My favorite way to eat spinach is by coupling it with Arugula (also called salad rocket) and making it into a delicious salad.  Arugula is a delicious and nutritious peppery green that belongs in the same family as mustard greens and cauliflower.  From the site,, arugula provides an immense amount of health benefits:

  • As in other greens, arugula is one of very low calorie vegetable. 100 g of fresh leaves provides just 25 calories. Nonetheless, it has many vital phytochemicals, anti-oxidants, vitamins, and minerals that can immensely benefit health.
  • Salad rocket has an ORAC value (oxygen radical absorbance capacity, a measure of anti-oxidant strength) of about 1904 µmol TE per 100 grams.
  • Rocket salad is rich source of certain phytochemicals such as indoles, thiocyanates, sulforaphane, andiso­thiocyanates. Together, they have been found to counter carcinogenic effects of estrogen and thus help benefit against prostate, breast, cervical, colon, ovarian cancers by virtue of their cancer-cell growth inhibition, cytotoxic effects on cancer cells.
  • In addition, di-indolyl-methane (DIM), a lipid soluble metabolite of indole has immune modulator, anti-bacterial and anti-viral properties ( by potentiating Interferon-Gamma receptors and production). DIM has currently been found application in the treatment of recurring respiratory papillomatosis caused by the Human Papilloma Virus (HPV) and is in Phase III clinical trials for cervical dysplasia.
  • Fresh rocket is a very good source of folates. 100 g of fresh greens contain 97 µg or 24% of folic acid. When given to the anticipant mothers during their conception time, folate helps prevent neural tube defects in the newborns.
  • Like kale, salad rocket is an excellent source of vitamin A. 100 g fresh leaves contain 1424 µg of beta-carotene, and 2373 IU of vitamin A. Carotenes convert into vitamin A in the body. Studies found that vitamin A and flavonoid compounds in green leafy vegetables help protect from skin, lung and oral cavity cancers.
  • This vegetable also rich in B-complex group of vitamins such as thiamin, riboflavin, niacin, vitamin B-6 (pyridoxine), and pantothenic acid those are essential for optimum cellular enzymatic and metabolic functions.
  • Fresh rocket leaves contain good levels of vitamin C. Vitamin C is a powerful, natural anti-oxidant. Foods rich in this vitamin help the body protect from scurvy disease; develop resistance against infectious agents (boosts immunity) and scavenge harmful, pro-inflammatory free radicals from the body.
  • Salad rocket is one of the excellent vegetable sources for vitamin-K; 100 g provides about 90% of recommended intake. 
  • Arugula leaves contain adequate levels of minerals, especially copper and iron. In addition, it has small amounts of some other essential minerals and electrolytes such as calcium, iron, potassium, manganese, and phosphorus.

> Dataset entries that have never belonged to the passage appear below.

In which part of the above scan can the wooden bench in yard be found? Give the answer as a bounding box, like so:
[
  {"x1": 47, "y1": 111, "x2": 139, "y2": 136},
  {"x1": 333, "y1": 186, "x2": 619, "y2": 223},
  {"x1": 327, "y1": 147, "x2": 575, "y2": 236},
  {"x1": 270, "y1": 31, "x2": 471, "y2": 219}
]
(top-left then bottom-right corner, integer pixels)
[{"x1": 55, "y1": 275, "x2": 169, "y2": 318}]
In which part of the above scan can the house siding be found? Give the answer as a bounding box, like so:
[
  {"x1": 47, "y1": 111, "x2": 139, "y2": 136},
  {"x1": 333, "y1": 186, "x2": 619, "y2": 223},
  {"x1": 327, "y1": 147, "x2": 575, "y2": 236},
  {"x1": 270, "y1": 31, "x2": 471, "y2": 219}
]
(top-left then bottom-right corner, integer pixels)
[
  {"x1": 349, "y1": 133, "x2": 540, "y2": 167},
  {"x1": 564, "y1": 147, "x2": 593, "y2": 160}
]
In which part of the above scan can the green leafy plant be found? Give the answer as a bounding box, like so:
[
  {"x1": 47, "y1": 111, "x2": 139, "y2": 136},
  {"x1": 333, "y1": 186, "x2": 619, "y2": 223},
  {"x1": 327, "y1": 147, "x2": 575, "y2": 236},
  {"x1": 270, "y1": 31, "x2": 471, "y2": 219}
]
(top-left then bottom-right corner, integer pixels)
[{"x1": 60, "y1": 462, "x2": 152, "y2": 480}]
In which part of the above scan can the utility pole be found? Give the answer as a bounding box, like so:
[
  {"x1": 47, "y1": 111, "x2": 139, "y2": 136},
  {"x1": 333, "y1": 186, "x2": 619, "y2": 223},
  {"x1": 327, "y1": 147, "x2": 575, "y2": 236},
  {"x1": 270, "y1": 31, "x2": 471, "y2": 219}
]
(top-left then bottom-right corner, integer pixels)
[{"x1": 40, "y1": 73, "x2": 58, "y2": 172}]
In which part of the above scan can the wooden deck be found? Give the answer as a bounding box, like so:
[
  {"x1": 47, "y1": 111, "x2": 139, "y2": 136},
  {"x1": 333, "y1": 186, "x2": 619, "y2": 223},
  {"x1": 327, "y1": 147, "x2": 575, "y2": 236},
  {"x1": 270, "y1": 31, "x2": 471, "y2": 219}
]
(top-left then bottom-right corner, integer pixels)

I love adding arugula to the top of a piece of Ezekiel bread, along with a cage-free farm fresh or organic egg. It is such a delicious combination! Arugula's flavor is zesty and is one of my favorite toppings on a Mediterranean-style pizza.

My favorite salad is one made of spinach and arugula, topped with berries (strawberries are my favorite), and lightly dressed (with a mixture of balsamic vinegar and oil from home, or my favorite Fuji Apple Panera Dressing, which has just a few, completely natural ingredients).  I add a few dried cranberries and it is ready to eat! Yummy!  These salads are so delicious to me that sometimes when I am hungry for a snack mid-day, I make one.  Why not?

A typical lunch for me....yum yum!  (A strawberry and power green salad, with an organic egg/arugula/hormone-free chicken breast combo atop Ezekiel bread).